Rajni is a 2023 Indian thriller film written and directed by Vinil Scariah Varghese. It stars Kalidas Jayaram in the lead role, alongside Namitha Pramod, Reba Monica John, Saiju Kurup, Ashwin Kumar, Karunakaran, and Shaun Romy. The film contains both Malayalam and Tamil dialogues with the Tamil version was titled as Aval Peyar Rajni. The initial portions of the film shot in Malayalam were dubbed in Tamil for Aval Peyar Rajni.

== Plot ==
Siblings Naveen and Gowri find themselves entangled in a web of chaos and danger with a looming life threat after the death of Gowri's husband, Abhijith. The story unravels a mysterious quest to uncover the enigmatic identity of Rajni.

== Production ==
It was reported that Kalidas Jayaram would be acting in the bilingual film titled Rajni in Malayalam and Aval Peyar Rajni in Tamil. The film is directed by debutant Vinil Scariah Varghese who was mentored by Anwar Rasheed. Scariah said, "Although I developed the film in Malayalam, the producer felt there was scope of making it in both languages. Since half of the story was set in Chennai, making it bilingual made perfect sense." He stated that the casting was done before the decision to make it bilingual. The film, which was under production in April 2023, was planned for release in May 2023.
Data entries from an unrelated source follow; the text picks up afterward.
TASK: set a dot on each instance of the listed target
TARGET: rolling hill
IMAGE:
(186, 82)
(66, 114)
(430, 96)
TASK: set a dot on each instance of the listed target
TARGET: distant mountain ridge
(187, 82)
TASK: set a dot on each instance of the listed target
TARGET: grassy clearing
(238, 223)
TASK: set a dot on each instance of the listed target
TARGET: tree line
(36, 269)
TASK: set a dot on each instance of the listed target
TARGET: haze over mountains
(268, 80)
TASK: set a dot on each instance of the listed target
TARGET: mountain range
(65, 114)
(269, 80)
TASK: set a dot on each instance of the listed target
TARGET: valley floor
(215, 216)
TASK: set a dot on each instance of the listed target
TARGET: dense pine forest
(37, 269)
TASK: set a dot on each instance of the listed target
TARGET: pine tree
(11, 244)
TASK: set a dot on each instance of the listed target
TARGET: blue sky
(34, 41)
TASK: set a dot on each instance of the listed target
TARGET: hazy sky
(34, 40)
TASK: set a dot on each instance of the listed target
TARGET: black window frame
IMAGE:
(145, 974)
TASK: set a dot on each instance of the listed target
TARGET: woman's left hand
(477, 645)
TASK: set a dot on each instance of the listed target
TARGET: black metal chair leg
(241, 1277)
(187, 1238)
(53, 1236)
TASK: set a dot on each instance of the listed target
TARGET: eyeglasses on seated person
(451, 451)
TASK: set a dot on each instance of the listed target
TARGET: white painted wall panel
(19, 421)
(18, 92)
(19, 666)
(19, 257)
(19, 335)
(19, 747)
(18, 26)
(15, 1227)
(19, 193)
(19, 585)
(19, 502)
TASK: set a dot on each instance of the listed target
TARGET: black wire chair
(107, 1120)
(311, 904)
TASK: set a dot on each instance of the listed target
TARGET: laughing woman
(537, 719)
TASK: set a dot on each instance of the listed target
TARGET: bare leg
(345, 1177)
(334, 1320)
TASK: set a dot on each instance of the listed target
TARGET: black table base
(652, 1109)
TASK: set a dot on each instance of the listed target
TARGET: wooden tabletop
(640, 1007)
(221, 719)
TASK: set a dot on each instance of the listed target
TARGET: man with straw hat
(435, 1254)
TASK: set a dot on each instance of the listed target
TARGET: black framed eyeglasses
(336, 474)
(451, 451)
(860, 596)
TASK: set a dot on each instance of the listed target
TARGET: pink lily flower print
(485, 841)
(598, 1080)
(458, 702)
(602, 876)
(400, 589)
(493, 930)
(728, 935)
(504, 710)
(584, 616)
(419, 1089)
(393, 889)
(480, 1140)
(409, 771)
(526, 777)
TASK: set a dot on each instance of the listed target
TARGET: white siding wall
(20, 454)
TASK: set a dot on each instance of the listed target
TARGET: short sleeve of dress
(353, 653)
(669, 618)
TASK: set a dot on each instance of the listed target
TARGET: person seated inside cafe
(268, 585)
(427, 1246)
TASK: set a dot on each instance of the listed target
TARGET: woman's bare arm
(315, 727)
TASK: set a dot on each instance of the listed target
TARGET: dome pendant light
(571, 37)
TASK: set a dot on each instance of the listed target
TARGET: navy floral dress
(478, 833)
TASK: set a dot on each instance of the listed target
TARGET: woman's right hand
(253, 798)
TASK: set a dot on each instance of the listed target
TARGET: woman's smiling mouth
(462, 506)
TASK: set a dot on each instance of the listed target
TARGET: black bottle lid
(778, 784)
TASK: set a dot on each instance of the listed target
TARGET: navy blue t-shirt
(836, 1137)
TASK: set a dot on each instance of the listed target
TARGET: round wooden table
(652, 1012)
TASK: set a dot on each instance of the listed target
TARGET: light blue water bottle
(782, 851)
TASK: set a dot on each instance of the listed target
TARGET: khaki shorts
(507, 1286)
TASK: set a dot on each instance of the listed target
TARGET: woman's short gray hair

Vinil Scariah has penned the script for the film. The Tamil dialogues are written by David K. Rajan and the Malayalam dialogues by Vincent Vadakkan who is known for Trance (2020). Namitha Pramod was cast as the lead actress. The bilingual film was earlier titled Rajni Rasigan in Tamil. Kalidas is playing the role of a hard-core fan of Rajinikanth in the film. The film was shot in Pollachi. The filming wrapped up in April 2022.

== Release ==
The film was set for release on 24 November 2023. However, it was released on 8 December 2023.

== Reception ==

=== Critical response ===
Gayathri Krishna of OTTPlay gave 3.5 out of 5 stars and wrote, "The struggles of a community whose rights to live by their own choices that are largely discussed in present times may not seem like a novel central theme, but it is used efficiently in Rajni." Anjana George of The Times of India gave 2.5 out of 5 stars and wrote, "A violent crime thriller with suspenseful music and dark shades, the film introduces layers to mislead and bring up thrilling elements."

B. Jayabhuvaneshwari of Cinema Express gave 2.5 out of 5 stars and wrote, "Aval Peyar Rajni has its heart in the right place. It talks about body dysphoria, and mental health, and tries to convey a message, even though it barely scratches the surface." A critic of Times Now gave 2.5 out of 5 stars and wrote, "While the Kalidas Jayaram and Namitha Pramod starrer promised to be a twisted tale, the film failed to live up to expectations."

Princy Alexander of Onmanorama wrote, "Bilingual movies, to an extent, help in reaching out to a larger audience. However, there is also a risk in handling such movies, especially since it has to cater to two kinds of audience."